Outsourcing, technology and mergers: ship agency has changes dramatically in the last few years. Leading agency groups are now massive businesses with thousands of staff all over the world and they represent large clients who outsource to them all aspects of their global ship-to-shore interface. They describe themselves therefore in ways such as “marine services providers” or “specialists in shipping, logistics and marine services”. This large-scale outsourcing seems to be the way forward for the biggest companies giving them growth and long term stability.

Added to which, large agency groups are getting larger, through mergers and acquisitions, while agency networks – an alternative business model – are also growing, e.g. Multiport and SS.
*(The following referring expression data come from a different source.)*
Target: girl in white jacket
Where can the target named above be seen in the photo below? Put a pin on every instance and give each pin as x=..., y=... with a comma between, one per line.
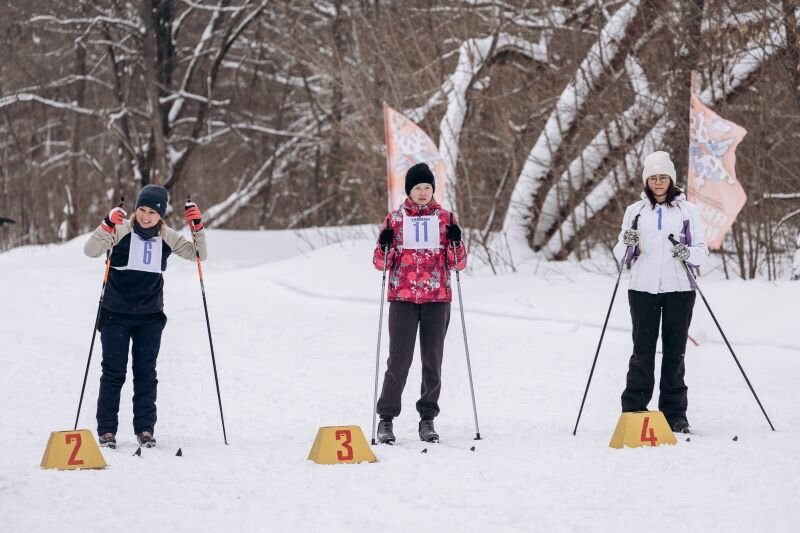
x=660, y=290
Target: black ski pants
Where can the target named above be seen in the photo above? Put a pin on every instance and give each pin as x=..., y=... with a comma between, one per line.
x=432, y=320
x=117, y=333
x=674, y=311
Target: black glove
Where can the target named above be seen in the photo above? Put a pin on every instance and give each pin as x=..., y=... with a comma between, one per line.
x=386, y=237
x=454, y=234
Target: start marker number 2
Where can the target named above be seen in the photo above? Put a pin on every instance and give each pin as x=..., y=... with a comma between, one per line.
x=76, y=438
x=345, y=434
x=72, y=450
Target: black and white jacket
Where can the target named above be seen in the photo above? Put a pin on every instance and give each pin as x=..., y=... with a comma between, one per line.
x=135, y=282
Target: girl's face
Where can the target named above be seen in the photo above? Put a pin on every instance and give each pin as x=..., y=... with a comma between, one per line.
x=422, y=194
x=146, y=217
x=658, y=185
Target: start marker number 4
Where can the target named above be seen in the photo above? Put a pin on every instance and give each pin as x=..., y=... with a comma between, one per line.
x=642, y=428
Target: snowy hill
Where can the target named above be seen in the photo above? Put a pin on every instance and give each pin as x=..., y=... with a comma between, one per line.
x=294, y=317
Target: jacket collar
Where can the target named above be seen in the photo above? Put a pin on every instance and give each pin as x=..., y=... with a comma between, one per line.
x=681, y=197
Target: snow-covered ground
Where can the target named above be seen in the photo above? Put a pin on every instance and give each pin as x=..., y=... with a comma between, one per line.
x=295, y=321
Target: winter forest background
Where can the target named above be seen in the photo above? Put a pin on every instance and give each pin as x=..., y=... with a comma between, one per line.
x=270, y=113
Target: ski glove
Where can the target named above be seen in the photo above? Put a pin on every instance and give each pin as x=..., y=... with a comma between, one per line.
x=454, y=234
x=680, y=251
x=386, y=237
x=630, y=237
x=193, y=216
x=114, y=217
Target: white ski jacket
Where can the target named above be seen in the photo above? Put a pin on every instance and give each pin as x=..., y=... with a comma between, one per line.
x=654, y=270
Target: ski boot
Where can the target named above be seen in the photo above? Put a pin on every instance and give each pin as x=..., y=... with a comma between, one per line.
x=386, y=431
x=107, y=440
x=680, y=425
x=426, y=431
x=146, y=439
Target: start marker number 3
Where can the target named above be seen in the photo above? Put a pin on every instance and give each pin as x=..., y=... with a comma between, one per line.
x=341, y=444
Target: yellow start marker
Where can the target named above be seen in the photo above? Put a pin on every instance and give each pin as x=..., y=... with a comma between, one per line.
x=72, y=450
x=642, y=428
x=341, y=444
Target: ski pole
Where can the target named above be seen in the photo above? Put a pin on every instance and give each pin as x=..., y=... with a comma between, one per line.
x=694, y=282
x=96, y=323
x=189, y=204
x=464, y=330
x=378, y=350
x=635, y=225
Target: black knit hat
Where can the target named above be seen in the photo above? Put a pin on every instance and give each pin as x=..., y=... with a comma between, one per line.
x=155, y=197
x=419, y=173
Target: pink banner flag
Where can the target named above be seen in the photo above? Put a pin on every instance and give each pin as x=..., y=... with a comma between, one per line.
x=712, y=174
x=407, y=145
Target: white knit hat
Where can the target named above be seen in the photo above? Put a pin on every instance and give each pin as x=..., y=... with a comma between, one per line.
x=658, y=163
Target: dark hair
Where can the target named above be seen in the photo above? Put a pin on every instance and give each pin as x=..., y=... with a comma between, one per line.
x=672, y=193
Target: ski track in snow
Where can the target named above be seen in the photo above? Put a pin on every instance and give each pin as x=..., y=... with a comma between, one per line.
x=295, y=337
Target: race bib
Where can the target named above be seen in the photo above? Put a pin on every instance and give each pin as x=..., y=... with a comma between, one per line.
x=421, y=232
x=145, y=255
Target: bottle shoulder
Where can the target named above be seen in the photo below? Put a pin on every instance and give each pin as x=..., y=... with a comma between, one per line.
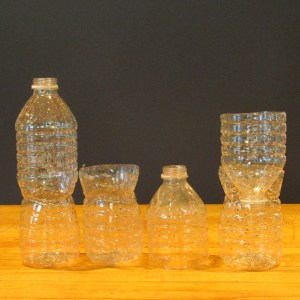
x=181, y=199
x=46, y=111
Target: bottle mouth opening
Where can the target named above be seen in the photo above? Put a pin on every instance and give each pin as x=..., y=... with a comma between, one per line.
x=174, y=172
x=44, y=84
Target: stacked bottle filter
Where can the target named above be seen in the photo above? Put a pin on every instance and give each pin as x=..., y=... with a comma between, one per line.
x=251, y=173
x=47, y=173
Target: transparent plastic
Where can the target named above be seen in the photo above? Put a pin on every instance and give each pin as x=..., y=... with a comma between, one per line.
x=251, y=173
x=113, y=226
x=47, y=173
x=177, y=224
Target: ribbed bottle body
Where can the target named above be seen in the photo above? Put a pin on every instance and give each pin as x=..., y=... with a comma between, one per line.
x=47, y=174
x=113, y=226
x=49, y=233
x=113, y=231
x=177, y=227
x=251, y=235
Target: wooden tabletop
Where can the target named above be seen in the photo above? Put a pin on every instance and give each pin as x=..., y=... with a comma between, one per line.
x=138, y=281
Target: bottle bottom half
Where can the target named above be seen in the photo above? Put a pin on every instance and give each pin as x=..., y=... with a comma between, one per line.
x=49, y=233
x=250, y=235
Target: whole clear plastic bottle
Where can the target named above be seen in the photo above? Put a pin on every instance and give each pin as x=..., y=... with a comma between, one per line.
x=113, y=226
x=47, y=173
x=177, y=223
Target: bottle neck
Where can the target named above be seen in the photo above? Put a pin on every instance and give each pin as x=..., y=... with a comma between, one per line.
x=44, y=86
x=174, y=174
x=175, y=181
x=43, y=92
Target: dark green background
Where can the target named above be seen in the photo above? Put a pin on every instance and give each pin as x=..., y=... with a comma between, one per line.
x=147, y=80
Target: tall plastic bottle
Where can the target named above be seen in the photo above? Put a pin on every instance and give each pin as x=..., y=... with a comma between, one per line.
x=47, y=173
x=177, y=223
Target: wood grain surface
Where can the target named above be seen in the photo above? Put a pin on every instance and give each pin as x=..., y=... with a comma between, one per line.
x=137, y=281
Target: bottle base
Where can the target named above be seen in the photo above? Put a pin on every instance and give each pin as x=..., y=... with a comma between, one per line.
x=251, y=262
x=50, y=260
x=113, y=258
x=178, y=262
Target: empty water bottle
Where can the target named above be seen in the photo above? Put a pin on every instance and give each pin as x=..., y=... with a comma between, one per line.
x=47, y=173
x=177, y=223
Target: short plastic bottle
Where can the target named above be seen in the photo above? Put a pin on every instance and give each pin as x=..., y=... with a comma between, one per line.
x=113, y=226
x=177, y=224
x=47, y=173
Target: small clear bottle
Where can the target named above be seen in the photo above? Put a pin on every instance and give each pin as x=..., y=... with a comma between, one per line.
x=47, y=173
x=177, y=223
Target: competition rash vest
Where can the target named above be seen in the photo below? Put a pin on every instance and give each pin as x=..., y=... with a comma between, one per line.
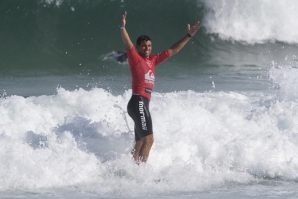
x=142, y=71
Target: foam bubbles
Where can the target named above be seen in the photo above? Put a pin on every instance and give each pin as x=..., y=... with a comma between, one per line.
x=202, y=140
x=256, y=21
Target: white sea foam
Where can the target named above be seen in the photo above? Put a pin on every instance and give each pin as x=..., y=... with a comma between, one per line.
x=202, y=140
x=255, y=21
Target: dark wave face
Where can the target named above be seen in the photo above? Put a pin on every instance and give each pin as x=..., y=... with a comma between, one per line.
x=66, y=38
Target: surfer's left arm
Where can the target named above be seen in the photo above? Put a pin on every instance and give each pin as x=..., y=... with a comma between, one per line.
x=191, y=31
x=127, y=42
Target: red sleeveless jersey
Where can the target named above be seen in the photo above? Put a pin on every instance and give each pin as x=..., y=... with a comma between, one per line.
x=142, y=71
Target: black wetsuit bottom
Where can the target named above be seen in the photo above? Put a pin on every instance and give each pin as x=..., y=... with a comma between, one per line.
x=138, y=110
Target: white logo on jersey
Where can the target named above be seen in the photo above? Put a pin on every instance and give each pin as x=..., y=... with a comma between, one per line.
x=149, y=77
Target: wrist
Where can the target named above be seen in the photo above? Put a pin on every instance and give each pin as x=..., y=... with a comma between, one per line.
x=189, y=35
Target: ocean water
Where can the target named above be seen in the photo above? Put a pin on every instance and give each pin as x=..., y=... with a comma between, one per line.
x=224, y=109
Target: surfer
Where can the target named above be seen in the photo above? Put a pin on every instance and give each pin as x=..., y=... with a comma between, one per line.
x=120, y=56
x=142, y=66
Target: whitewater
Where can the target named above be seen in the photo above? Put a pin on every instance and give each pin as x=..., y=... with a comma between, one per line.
x=81, y=140
x=224, y=110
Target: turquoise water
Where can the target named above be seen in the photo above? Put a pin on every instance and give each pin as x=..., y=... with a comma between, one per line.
x=224, y=108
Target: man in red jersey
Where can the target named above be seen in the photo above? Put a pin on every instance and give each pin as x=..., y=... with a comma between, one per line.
x=142, y=72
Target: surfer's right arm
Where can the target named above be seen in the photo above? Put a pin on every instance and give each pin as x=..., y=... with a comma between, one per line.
x=127, y=42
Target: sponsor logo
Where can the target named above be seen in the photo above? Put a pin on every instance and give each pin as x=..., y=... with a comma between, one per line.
x=148, y=90
x=142, y=115
x=149, y=77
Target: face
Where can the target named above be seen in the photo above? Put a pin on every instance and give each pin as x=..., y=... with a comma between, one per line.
x=145, y=48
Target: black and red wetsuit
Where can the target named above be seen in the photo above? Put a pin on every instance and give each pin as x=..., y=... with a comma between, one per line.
x=143, y=76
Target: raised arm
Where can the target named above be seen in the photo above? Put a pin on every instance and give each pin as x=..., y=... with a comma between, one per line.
x=124, y=34
x=191, y=31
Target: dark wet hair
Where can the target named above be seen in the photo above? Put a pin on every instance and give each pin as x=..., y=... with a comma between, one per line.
x=142, y=38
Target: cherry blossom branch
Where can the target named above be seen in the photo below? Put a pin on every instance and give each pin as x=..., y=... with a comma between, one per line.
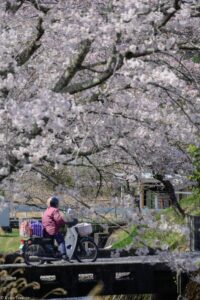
x=24, y=55
x=169, y=15
x=114, y=63
x=74, y=64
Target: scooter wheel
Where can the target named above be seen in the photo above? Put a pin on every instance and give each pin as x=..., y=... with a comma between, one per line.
x=86, y=251
x=33, y=254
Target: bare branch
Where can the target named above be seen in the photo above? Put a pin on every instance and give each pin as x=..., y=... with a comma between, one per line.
x=75, y=63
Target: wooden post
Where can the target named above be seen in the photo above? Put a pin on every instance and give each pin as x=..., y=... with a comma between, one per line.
x=141, y=195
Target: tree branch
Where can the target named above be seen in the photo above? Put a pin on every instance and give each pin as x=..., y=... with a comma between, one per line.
x=113, y=64
x=75, y=63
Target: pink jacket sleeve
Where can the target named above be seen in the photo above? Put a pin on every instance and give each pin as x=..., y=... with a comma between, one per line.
x=57, y=218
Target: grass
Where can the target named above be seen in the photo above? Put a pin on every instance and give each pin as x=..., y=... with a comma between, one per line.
x=9, y=242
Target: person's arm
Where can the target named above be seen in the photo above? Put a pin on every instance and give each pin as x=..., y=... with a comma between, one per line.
x=58, y=218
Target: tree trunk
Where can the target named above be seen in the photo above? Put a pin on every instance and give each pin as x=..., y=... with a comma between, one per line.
x=171, y=192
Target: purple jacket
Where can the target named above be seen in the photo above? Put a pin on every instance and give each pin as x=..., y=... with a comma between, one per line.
x=52, y=220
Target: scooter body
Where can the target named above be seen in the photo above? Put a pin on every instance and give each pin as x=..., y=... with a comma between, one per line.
x=71, y=239
x=37, y=250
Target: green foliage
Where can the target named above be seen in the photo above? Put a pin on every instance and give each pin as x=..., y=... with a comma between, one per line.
x=194, y=153
x=191, y=204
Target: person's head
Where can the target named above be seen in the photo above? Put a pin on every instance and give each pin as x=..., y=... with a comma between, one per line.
x=53, y=202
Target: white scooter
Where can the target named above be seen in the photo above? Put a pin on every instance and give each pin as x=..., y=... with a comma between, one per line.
x=37, y=250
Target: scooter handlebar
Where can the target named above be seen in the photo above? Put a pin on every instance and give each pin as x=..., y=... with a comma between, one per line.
x=72, y=223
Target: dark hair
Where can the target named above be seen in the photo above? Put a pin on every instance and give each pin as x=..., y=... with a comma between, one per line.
x=54, y=202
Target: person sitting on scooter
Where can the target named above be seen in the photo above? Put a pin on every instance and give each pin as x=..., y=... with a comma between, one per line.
x=52, y=221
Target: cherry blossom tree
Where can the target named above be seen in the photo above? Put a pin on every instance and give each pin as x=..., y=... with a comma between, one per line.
x=101, y=84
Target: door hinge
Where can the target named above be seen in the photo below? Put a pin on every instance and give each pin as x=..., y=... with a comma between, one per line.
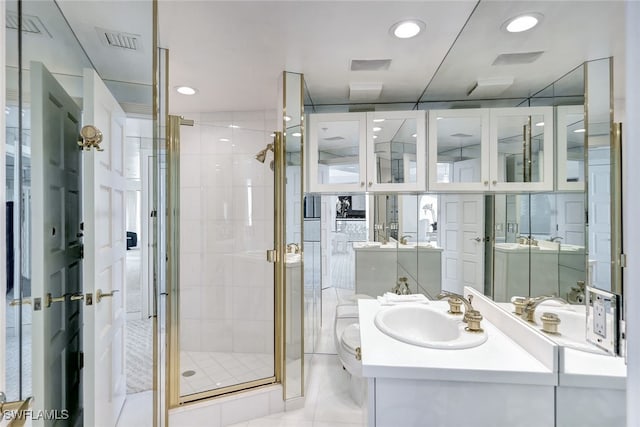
x=623, y=260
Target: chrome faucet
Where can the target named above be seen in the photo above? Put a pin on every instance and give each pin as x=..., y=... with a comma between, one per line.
x=471, y=317
x=293, y=248
x=533, y=303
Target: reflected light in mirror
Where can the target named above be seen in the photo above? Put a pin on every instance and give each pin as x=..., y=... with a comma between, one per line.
x=407, y=29
x=522, y=23
x=186, y=90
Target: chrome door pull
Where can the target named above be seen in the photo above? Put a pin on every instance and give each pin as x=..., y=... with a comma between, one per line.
x=100, y=294
x=20, y=302
x=77, y=297
x=50, y=299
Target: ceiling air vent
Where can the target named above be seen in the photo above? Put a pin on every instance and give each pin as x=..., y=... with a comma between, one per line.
x=517, y=58
x=370, y=64
x=489, y=87
x=364, y=92
x=120, y=40
x=30, y=24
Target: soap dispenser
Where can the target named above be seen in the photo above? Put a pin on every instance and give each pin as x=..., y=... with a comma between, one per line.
x=402, y=287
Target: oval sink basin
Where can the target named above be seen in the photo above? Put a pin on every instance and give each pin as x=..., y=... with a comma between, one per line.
x=427, y=327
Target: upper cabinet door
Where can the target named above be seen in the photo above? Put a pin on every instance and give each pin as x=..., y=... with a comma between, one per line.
x=570, y=132
x=337, y=152
x=522, y=149
x=459, y=150
x=396, y=151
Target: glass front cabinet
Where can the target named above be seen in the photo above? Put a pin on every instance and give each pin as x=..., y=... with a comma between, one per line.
x=372, y=151
x=495, y=149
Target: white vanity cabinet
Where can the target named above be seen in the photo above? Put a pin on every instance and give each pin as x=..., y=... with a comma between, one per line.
x=496, y=149
x=373, y=151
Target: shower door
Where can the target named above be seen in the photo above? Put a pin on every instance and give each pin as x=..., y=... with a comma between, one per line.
x=221, y=226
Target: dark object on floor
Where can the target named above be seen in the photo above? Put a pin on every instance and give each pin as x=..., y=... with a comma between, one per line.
x=9, y=242
x=132, y=239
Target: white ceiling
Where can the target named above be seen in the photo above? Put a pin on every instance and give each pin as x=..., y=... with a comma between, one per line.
x=235, y=51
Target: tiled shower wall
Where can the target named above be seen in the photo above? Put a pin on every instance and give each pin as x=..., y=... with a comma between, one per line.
x=226, y=226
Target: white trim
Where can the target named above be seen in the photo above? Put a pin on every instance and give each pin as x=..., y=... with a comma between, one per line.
x=3, y=273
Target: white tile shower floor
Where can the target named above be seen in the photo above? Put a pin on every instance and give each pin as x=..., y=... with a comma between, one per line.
x=202, y=371
x=327, y=402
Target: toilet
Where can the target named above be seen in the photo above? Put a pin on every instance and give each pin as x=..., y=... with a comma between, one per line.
x=347, y=340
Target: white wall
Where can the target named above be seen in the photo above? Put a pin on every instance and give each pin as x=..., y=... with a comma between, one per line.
x=3, y=277
x=226, y=226
x=631, y=206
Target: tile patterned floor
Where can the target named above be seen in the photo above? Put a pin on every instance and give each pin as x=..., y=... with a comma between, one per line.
x=327, y=403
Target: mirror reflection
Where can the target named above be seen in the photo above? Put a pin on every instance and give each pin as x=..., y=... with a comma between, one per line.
x=394, y=149
x=520, y=143
x=458, y=149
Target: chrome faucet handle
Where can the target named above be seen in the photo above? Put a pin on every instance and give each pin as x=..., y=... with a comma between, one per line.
x=452, y=297
x=530, y=308
x=473, y=319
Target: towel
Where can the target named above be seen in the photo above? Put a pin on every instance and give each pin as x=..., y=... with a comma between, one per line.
x=390, y=298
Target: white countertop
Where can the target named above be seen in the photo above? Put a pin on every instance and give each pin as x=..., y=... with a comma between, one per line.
x=377, y=246
x=582, y=368
x=498, y=360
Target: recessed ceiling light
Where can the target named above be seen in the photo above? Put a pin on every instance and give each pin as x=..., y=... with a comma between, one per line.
x=407, y=29
x=522, y=23
x=186, y=90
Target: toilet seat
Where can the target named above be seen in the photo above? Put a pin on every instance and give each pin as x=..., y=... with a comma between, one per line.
x=350, y=339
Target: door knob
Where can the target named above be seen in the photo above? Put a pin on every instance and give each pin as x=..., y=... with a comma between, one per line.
x=49, y=299
x=77, y=297
x=100, y=294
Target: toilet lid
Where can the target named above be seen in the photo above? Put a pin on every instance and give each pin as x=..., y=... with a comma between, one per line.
x=351, y=337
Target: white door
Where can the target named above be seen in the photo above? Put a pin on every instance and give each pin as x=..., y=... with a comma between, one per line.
x=462, y=220
x=105, y=253
x=570, y=224
x=56, y=248
x=600, y=218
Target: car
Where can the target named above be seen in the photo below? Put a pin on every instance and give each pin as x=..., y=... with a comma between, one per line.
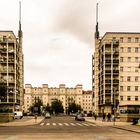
x=47, y=115
x=80, y=117
x=18, y=114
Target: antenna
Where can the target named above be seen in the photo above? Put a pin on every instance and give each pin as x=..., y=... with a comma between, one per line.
x=97, y=13
x=19, y=15
x=20, y=31
x=97, y=29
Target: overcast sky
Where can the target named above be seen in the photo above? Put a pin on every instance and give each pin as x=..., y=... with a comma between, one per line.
x=58, y=35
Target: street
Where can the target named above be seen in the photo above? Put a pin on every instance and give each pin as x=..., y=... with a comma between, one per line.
x=67, y=128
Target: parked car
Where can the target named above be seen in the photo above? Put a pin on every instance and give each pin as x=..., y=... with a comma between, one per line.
x=47, y=115
x=80, y=117
x=18, y=114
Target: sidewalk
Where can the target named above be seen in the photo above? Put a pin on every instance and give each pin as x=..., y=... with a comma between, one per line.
x=120, y=125
x=23, y=122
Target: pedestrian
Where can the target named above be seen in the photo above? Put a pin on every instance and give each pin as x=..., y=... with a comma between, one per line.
x=35, y=118
x=104, y=116
x=109, y=117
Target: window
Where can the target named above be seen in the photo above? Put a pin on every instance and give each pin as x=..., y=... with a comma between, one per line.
x=121, y=78
x=121, y=59
x=114, y=38
x=136, y=39
x=121, y=49
x=128, y=78
x=136, y=88
x=128, y=98
x=121, y=39
x=136, y=69
x=136, y=79
x=128, y=68
x=121, y=68
x=121, y=98
x=128, y=49
x=128, y=88
x=129, y=59
x=121, y=88
x=136, y=98
x=136, y=59
x=129, y=39
x=136, y=50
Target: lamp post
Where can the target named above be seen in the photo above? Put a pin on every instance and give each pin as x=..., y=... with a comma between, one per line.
x=7, y=69
x=114, y=104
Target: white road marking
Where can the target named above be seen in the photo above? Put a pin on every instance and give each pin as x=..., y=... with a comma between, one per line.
x=47, y=123
x=42, y=124
x=60, y=124
x=85, y=124
x=79, y=124
x=53, y=123
x=91, y=124
x=66, y=124
x=73, y=124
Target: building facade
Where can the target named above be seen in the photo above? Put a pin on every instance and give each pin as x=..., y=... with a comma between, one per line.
x=64, y=94
x=10, y=69
x=117, y=74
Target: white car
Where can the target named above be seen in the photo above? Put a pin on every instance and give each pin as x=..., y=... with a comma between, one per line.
x=47, y=115
x=18, y=114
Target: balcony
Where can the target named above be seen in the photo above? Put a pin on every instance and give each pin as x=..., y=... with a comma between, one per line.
x=115, y=81
x=115, y=60
x=107, y=81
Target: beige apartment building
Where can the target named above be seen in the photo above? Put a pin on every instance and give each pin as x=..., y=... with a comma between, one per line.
x=11, y=69
x=64, y=94
x=117, y=74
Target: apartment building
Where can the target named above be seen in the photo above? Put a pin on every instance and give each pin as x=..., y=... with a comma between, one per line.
x=117, y=74
x=64, y=94
x=11, y=69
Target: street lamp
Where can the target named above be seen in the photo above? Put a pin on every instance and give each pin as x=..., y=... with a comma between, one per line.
x=115, y=105
x=7, y=67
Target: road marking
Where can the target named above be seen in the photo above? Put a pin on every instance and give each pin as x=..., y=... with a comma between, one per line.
x=47, y=123
x=91, y=124
x=42, y=124
x=73, y=124
x=60, y=124
x=53, y=123
x=85, y=124
x=66, y=124
x=79, y=124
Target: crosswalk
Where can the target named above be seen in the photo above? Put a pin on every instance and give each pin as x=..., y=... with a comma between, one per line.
x=66, y=124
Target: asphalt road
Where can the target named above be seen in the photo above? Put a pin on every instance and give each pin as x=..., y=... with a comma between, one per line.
x=65, y=128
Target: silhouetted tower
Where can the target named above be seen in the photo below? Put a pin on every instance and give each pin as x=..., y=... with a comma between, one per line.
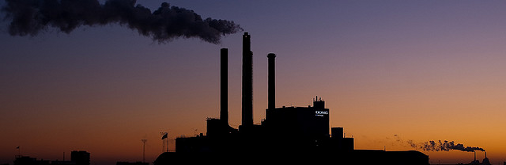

Major clients who outsource their work to agencies demand accurate information. Agencies must provide sophisticated, often web-based, applications, which communicate the status of every aspect of their clients’ business in real-time and which measure and analyse costs and operational data to a very high degree of details.

The Players:

The major agents are Inchcape Shipping Services (ISS), Gulf Agency Co (GAC), Barwil and the Multiport network. Between them, these four account for around 14% of all global port calls. The remaining 86% is handling by a variety of local and regional companies, including the SS group and India’s JM Baxi.

Who’s employing?

Who isn’t?!

What do I need?

There are such a variety of jobs within an agency that there are too many answers to this question to fit on one page. Given that you are reading this, the chances are that you are considering studying for ICS qualifications or have passed them. They provide an excellent understanding of agency and many of the major agency companies put their staff through them.

What can I earn?

Again there are so many jobs in agency groups that there is no short answer to this question. Because there are now some very large agency groups, benefits packages, including expatriate packages, are in line with similarly sized organisations in other sectors. And, of course, this decade in the shipping industry has been enjoying its most successful period for decades, so agency groups are competing with other shipping employers for staff.

The result? Agency salaries are very competitive.


Lots of it


Worldwide, with the very real opportunity to move countries several times within the same company.


On the job or ICS TutorShip courses.